|
|
|
|
|
by jcelerier
1203 days ago
|
|
Hmm, I know that at least some hash map implementations look for hash functions with an is_avalanching trait and otherwise add an explicit combination step; I'd assume that std::unordered_map implementations do the explicit combination all the time as std::hash was pretty much introduced just to work with such containers |
|
Turns out for this structure hash quality just doesn't matter very much. The identity function is all you need for mediocre results, and a really great hash produces only slightly improved results with this data structure, yet running the hash costs performance so why bother ?
But a modern hash map structure actually relies on that quality for reasonable performance.
https://martin.ankerl.com/2022/08/27/hashmap-bench-01/#bench...
Ask that table about std::unordered_map - notice the fancier hashes make it worse (bigger numbers are worse, relative to 100 is the best) but not that much worse.
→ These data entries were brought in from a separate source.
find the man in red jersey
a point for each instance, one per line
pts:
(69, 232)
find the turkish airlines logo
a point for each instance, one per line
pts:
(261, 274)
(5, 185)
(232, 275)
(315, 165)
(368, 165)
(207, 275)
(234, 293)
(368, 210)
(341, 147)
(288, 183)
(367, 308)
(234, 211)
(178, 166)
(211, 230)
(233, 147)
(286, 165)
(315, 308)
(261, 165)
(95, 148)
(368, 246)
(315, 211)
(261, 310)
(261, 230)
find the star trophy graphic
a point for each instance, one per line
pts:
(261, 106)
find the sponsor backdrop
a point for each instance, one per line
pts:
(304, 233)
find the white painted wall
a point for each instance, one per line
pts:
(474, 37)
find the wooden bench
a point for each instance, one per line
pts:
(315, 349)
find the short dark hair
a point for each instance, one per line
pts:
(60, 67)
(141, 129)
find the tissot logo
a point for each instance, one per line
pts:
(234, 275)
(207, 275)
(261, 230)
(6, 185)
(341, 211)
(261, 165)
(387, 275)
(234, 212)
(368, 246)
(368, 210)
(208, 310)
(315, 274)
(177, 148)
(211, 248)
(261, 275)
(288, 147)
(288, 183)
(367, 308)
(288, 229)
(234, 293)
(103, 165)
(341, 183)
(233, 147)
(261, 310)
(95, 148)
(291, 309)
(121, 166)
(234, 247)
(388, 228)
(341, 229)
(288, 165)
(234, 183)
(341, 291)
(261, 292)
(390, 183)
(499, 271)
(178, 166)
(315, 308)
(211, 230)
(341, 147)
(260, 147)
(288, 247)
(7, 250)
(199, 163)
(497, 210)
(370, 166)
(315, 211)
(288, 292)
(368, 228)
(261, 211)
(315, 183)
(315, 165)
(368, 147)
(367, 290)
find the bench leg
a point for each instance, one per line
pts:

It's always poor, it just varies as to whether it's very poor.
Now, ask it about absl::flat_hash_map - for Abseil's own hashes the results range from very good to mediocre, and likewise other modern high quality hashes, but for std::hash it's so awful most benchmarks don't finish, shown as - instead of a number.
You can try to detect this, but this is a fundamentally a QoI problem. Why even provide this rubbish hash function in the standard library? This is a lesson the C++ standard library refuses to learn, if you can't do it well then don't become an attractive nuisance by doing it badly.
People are actually less unhappy with Microsoft's stdlib which gives you a poor FNV hash instead of the identity function. Like, OK, this isn't a great hash, but it does basically work (under non-adversarial conditions, FNV has big problems for tailored input) something like Swiss Tables will be substantially slower than it ought to be, but not crazy benchmark failed due to timeout slower. Nobody is cheering, but it doesn't cause open weeping.